Kelly said county leaders have focused on combatting sexual assault through aggressive prosecution. However, educating young people about affirmative consent could avert some of the harassment that takes place in high school hallways and college campuses, she argues.
The bill defines affirmative consent as “clear, unambiguous, knowing, informed and voluntary agreement between all participants to engage in each act within the course of sexual activity.”
The Montgomery County legislative delegation held a public hearing last week on Kelly’s proposal and will now decide whether to get behind it as a group. If the bill wins the delegation’s support, it will be introduced during the state legislative session set to begin Jan. 11.
If the legislation passes, the new teaching requirement would apply to Montgomery County Public Schools beginning in the 2017-2018 academic year.
A 2011 survey by the American Association of Women found more than half of seventh- to to 12th– graders report experiencing sexual harassment, while a 2008 study found that one in eight high school girls reported being raped. Kelly points to lack of education as a factor in cases like that of Brock Turner, the former Stanford University swimmer convicted of sexually assaulting an unconscious woman.

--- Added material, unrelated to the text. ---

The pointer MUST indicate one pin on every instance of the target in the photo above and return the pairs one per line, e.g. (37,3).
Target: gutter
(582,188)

“I’m the mother of a son, as well as a daughter, and I want to make sure he knows that when you engage in any kind of physical contact with people, you don’t do it without their agreement,” she said.
County school board member Rebecca Smondrowski said MCPS already addresses affirmative consent in sex education classes for 10th-graders, but she’s open to giving the topic a stronger emphasis.
“Personally, as a woman and a mother of both a son and a daughter, I’m not opposed to that concept. I just believe it should be worked through MCPS and our curriculum department, as opposed to being state-mandated,” she said.
Kelly says state law already lays out the basic components for sex education courses, and her bill would simply add affirmative consent to the list. Local educators would determine how to adjust the curriculum, she said.